Chi-Square Statistic

A Chi-Square Statistic is a test statistic whose values are given by sum of the squares of the differences between the observed and expected frequencies divided by the corresponding expected frequency.

• AKA: Chi-Square Test Statistic.
• Context:
  • It is generally defined as [math]\displaystyle{ \chi^2=\sum\frac{(observed−expected)^2}{expected} }[/math]
  • It can be reference by a Chi-Square Goodness-of-Fit Test, Chi-Square Homogeneity Test, Chi-Square Test of Independence, Chi-Square Analysis of Variance Test.
  • The probability distribution of all possible values of a chi-square statistic is a chi-square distribution.
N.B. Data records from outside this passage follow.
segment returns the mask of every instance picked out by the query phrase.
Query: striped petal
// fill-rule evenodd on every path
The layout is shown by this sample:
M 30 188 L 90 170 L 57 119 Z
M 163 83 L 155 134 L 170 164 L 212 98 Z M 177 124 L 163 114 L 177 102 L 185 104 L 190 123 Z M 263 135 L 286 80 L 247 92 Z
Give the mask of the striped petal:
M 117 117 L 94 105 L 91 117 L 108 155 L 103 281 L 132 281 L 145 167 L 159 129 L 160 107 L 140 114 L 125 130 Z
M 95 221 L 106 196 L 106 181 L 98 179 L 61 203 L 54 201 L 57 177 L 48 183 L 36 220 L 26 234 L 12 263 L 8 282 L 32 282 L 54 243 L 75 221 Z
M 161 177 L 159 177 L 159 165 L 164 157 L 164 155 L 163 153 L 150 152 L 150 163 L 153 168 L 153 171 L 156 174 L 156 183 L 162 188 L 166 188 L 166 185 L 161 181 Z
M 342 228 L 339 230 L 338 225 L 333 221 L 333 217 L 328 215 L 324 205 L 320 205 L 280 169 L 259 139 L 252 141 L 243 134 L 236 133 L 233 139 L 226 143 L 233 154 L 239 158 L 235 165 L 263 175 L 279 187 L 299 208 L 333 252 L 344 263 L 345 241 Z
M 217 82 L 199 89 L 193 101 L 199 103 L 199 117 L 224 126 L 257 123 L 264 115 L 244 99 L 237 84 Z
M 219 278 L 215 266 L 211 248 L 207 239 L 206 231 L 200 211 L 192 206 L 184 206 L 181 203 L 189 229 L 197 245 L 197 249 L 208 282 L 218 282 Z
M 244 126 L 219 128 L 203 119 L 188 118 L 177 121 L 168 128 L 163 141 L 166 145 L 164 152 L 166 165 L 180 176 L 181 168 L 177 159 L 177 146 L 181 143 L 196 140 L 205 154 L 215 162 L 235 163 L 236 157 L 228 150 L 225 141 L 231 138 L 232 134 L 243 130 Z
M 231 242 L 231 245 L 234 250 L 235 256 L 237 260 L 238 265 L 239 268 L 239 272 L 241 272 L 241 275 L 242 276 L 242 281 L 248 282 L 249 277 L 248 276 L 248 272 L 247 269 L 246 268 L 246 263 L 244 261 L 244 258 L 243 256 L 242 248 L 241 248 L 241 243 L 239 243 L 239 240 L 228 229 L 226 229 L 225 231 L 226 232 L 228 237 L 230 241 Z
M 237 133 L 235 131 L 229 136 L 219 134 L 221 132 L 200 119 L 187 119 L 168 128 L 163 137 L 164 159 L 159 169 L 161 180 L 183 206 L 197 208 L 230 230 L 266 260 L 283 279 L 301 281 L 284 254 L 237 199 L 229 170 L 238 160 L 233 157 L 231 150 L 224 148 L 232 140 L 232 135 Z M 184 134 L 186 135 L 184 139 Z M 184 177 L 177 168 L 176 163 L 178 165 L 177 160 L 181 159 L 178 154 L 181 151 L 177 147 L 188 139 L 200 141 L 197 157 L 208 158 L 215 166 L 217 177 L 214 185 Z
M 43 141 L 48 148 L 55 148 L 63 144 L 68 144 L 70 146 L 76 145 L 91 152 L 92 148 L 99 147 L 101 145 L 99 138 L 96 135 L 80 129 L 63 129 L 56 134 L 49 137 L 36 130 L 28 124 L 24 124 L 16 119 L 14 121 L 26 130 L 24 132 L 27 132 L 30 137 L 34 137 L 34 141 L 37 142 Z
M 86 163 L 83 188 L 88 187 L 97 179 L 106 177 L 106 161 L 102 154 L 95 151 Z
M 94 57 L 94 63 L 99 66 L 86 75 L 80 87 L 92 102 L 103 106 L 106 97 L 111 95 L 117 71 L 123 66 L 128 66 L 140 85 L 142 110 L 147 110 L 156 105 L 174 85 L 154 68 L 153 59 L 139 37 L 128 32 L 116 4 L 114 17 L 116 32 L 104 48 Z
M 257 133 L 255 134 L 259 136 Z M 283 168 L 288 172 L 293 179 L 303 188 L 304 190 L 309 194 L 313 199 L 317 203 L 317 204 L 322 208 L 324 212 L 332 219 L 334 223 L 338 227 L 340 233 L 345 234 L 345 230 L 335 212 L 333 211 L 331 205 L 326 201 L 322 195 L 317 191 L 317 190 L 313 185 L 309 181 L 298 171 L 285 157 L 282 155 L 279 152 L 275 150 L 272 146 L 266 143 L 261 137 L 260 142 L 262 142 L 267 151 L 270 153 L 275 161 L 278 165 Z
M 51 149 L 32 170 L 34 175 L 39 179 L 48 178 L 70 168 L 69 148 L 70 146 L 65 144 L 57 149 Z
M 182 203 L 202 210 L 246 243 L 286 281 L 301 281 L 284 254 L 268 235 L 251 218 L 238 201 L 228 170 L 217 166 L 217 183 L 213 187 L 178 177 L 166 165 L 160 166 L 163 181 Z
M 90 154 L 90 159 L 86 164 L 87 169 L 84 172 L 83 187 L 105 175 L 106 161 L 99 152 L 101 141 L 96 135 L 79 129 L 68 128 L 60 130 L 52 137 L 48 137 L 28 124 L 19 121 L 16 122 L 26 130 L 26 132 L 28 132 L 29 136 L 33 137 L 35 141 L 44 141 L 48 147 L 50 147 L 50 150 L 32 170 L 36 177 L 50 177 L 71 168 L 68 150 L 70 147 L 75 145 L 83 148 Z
Usually, it is hypothesized that if a sample is large enough, the sampling distribution of the chi-square statistic approaches the chi-square distribution.
  • …
• Counter-Example(s)
  • T-Statistic.
  • F-Statistic.
  • U-Statistic.
  • Z-Statistic.
• See: Sum of Squares, Chi-Squared Goodness-Of-Fit Testing Task, Chi-Squared Probability Function, Pearson's Chi-Squared Test.

References

2017

• (Stattek,2017) ⇒ http://stattrek.com/m/statistics/dictionary.aspx?chi_square_statistic
  • Suppose we select a random sample from a normal population. The chi-square statistic can be computed using the following equation:

[math]\displaystyle{ \chi^2 = [( n - 1 ) * s^2] / σ^2 }[/math]

where n is the sample size, σ is the population standard deviation, s is the sample standard deviation equals, and Χ2 is the chi-square statistic.

2016

• (Wikipedia, 2016) ⇒ http://en.wikipedia.org/wiki/
  • A chi-squared test, also written as χ² test, is any statistical hypothesis test wherein the sampling distribution of the test statistic is a chi-squared distribution when the null hypothesis is true. Without other qualification, 'chi-squared test' often is used as short for Pearson's chi-squared test.

Chi-squared tests are often constructed from a sum of squared errors, or through the sample variance. Test statistics that follow a chi-squared distribution arise from an assumption of independent normally distributed data, which is valid in many cases due to the central limit theorem. A chi-squared test can be used to attempt rejection of the null hypothesis that the data are independent.

1992

• (Kramer & Schmidhammer, 1992) ⇒ Kramer, Matthew, and James Schmidhammer. “The chi-squared statistic in ethology: use and misuse." Animal Behaviour 44.5 (1992): 833-841. doi:10.1016/S0003-3472(05)80579-2
  • ABSTRACT: Pearson's chi-squared and related tests are not appropriate for all frequency-type data. Lack of independence between observations can invalidate traditional contingency table analysis because sampling distributions are no longer Poisson, multinomial or product multinominal. The usual consequence is that a true null hypothesis is rejected too often, making dubious a claim of significance. If possible, counts should be verified as coming from a Poisson or multinomial distribution before conducting tests. Assuming independence is not sufficient; chi-squared and related tests are shown not to be robust to the violation of this assumption. Frequency-type ethological data, such as the number of encounters between individuals or performances of a behaviour, are likely to violate the assumption of independence. A superior approach for the analysis of these data is demonstrated using parametric and non-parametric analysis of variance (ANOVA).